If you’re watching your sodium intake, be sure to limit yourself to a few canned sardines at a time and consider avoiding canned anchovies.

If sodium intake is a concern, consider speaking with your doctor.


Canned anchovies are often very high in sodium, which can pose a health risk to people with high blood pressure. Canned sardines are much lower in this mineral.

Globally, fish consumption has been on the rise – and with it, concerns about overfishing and the sustainability of seafood stocks (22).

Although different organizations have different standards for sustainable fishing, the goal is to prevent overfishing, minimize the environmental impact of fishing, and enforce certain rules and regulations (22, 23).

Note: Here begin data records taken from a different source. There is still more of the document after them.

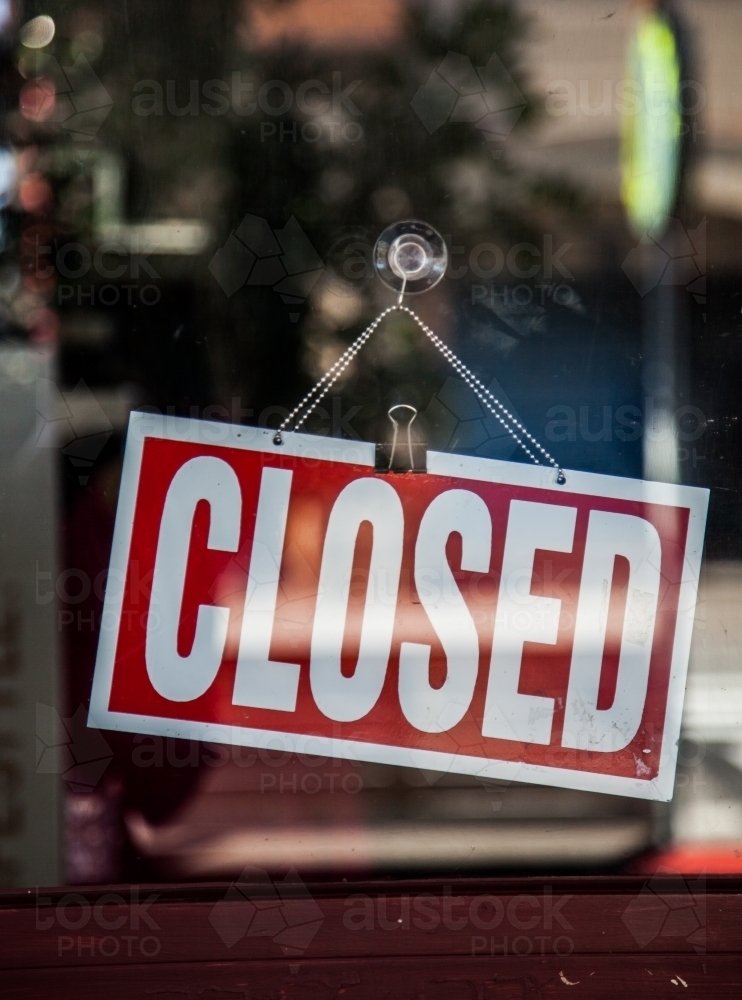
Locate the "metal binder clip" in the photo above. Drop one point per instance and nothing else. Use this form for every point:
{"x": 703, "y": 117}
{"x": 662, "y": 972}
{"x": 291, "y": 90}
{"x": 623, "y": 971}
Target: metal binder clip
{"x": 402, "y": 410}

A species is considered overfished when the population of fish is too small to reproduce at a rate to replace the stock that has been harvested (24).

In particular, sardines and anchovies are a rapidly growing population as they reproduce within days, so they can be considered a sustainable source of fish. However, overfishing remains a risk (25).

The sustainability of any fish species depends not only on the total catch, but also on the season, fishing methods, breeding habits and migration routes of the species (22, 26).

The Marine Stewardship Council (MSC) is a grassroots international non-profit organization that aims to protect the oceans and seafood supply. Its blue MSC label can be found on certain seafood products it has certified (27).


Sardines and anchovies can reproduce within days and are considered relatively sustainable sources of fish.

You can add canned sardines and anchovies to sandwiches, salads, pastas and pizzas – although you can probably get away with adding more sardines than anchovies due to their salt content and flavor profiles.

Sardines are sweeter and less salty, so you can even eat them straight from a can or on crackers.

Additionally, you can eat these fish fresh if they are available at your local fish store, farmer’s market, or grocery store. Fresh versions are not as salty as canned ones and you can grill, steam or fry them.

Many regions have their own version of sardines and anchovies, whether fresh or canned. If you don’t know where to start, try these recipes:


Different cultures have their own recipes for sardines and anchovies. You can both cook them fresh or use them canned.

Sardines and anchovies are fatty fish that are commonly added to pizzas, pastas, and other dishes.

They are nutritionally similar, with both being an excellent source of omega-3 fatty acids. Sardines are higher in vitamins B12 and D while anchovies offer more protein, iron, zinc and niacin.

Canned anchovies are very high in sodium because they are dried in salted water, which also gives them their distinct and strong flavor.

While neither is necessarily healthier than the other, anyone watching their salt intake may need to avoid canned anchovies. Cooking fresh varieties of either fish will significantly reduce the sodium content.